A few additional things to keep in mind. The IRS allows up to two card payments per processor per tax period. Since there are two processors, that means up to four payments per period if you split between Pay1040 and ACI. If you file jointly, each spouse can make payments separately. The IRS usually matches these to your joint return automatically, but you may need to call to confirm. And for payments of $100,000 or more, special requirements may apply, so you’ll want to coordinate with the processor in advance.

I put together a list of the highest credit card welcome offers to help you come out ahead if you’re looking to pay taxes with a credit card. You can access it here.

Can you pay state taxes with a credit card?

Many states allow credit card payments for state taxes, though the processors and fees vary by state. Check your state’s tax authority website for available options.

Can you pay property taxes with a credit card?

This varies by county. Some counties accept credit card payments through their own processors, but fees are often higher than federal tax payment fees. Check with your local tax collector’s office.
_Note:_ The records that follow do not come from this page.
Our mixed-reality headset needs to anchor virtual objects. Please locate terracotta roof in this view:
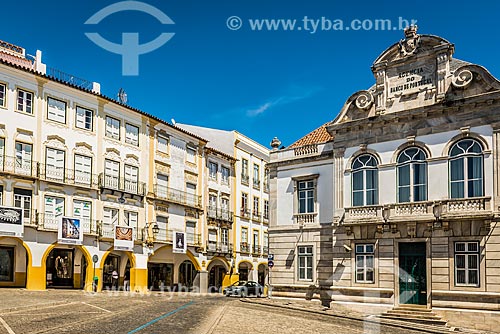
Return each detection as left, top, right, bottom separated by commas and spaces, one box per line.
289, 122, 333, 148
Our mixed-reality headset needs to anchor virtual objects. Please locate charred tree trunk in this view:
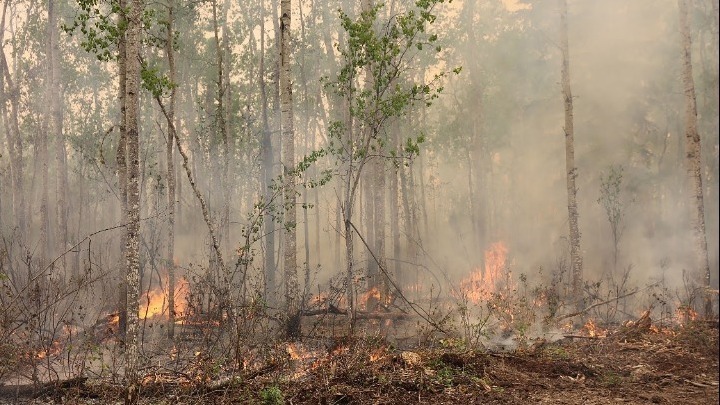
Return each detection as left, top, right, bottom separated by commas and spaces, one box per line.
678, 0, 713, 319
559, 0, 584, 309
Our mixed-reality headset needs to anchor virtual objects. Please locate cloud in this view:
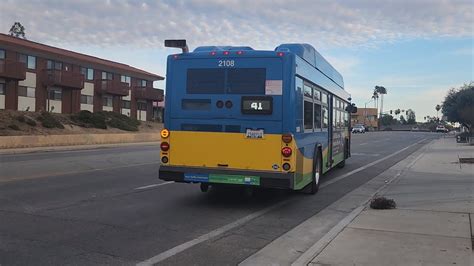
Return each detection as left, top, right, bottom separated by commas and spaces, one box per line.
0, 0, 474, 49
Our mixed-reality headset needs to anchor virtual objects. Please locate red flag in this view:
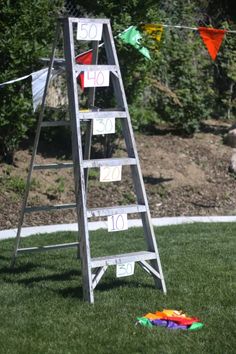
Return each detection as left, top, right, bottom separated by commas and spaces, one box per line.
198, 27, 227, 60
75, 50, 93, 90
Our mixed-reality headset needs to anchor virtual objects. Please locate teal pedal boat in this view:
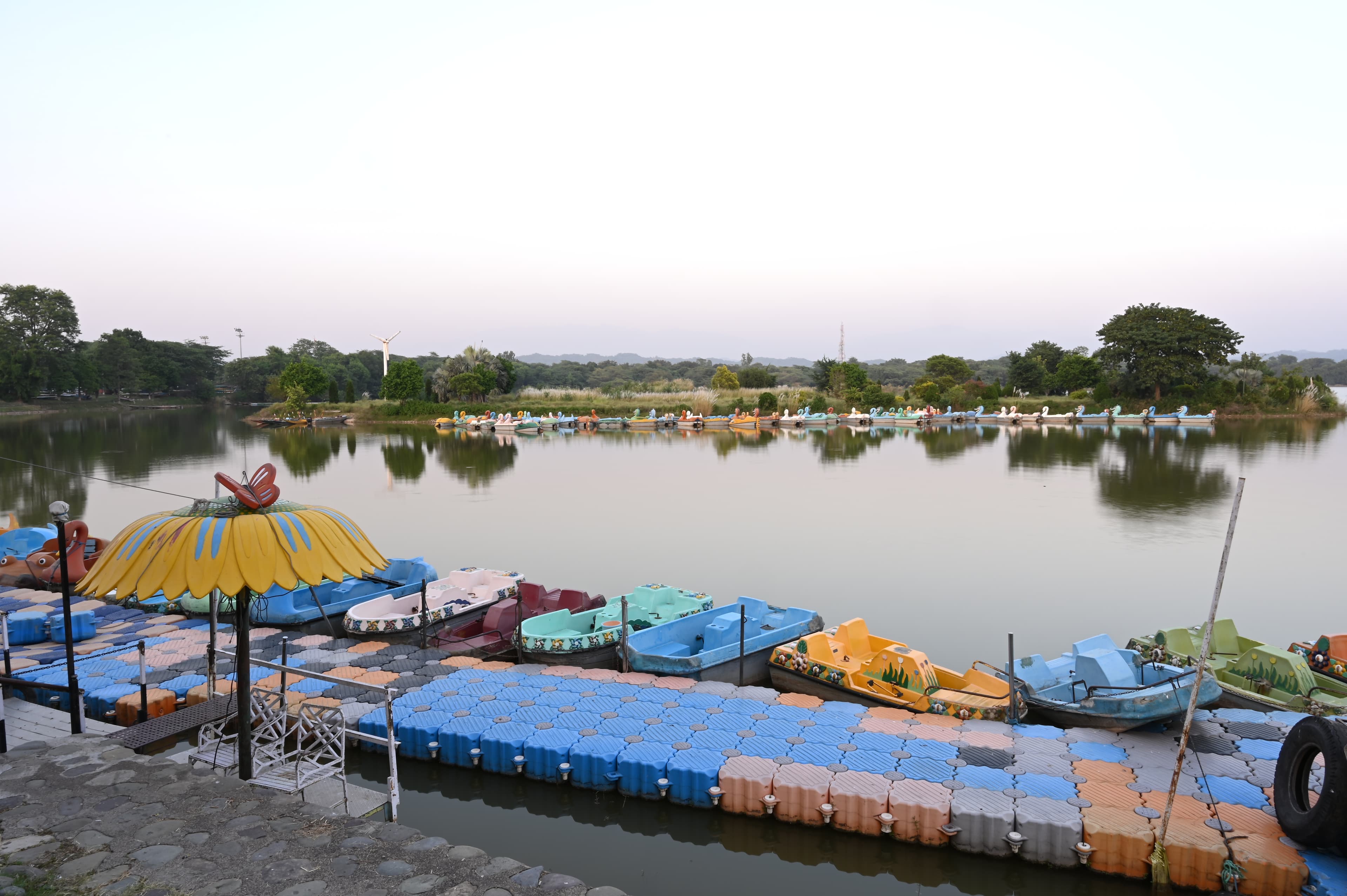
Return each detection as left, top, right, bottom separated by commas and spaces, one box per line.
520, 585, 714, 668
Is the credit card processing fee tax deductible?

For personal income taxes, no. The convenience fee is not deductible. However, if you’re paying business taxes, the processing fee is generally deductible as a business expense. Always check with your accountant.

Will paying taxes with a credit card trigger a cash advance?

No. Both IRS-approved processors confirm that tax payments are coded as purchases, not cash advances. You won’t incur cash advance fees or lose your grace period.

Can you pay taxes with a credit card and then get a refund?

If you overpay, the IRS will refund the overpayment, but the processing fee is not refundable. Be careful to pay only what you owe.

Can I use multiple credit cards to pay my tax bill?

Yes. You can split your payment across up to two transactions per processor, and you can use both processors for up to four total payments per tax period. This is a great strategy if you’re working on multiple welcome bonuses simultaneously.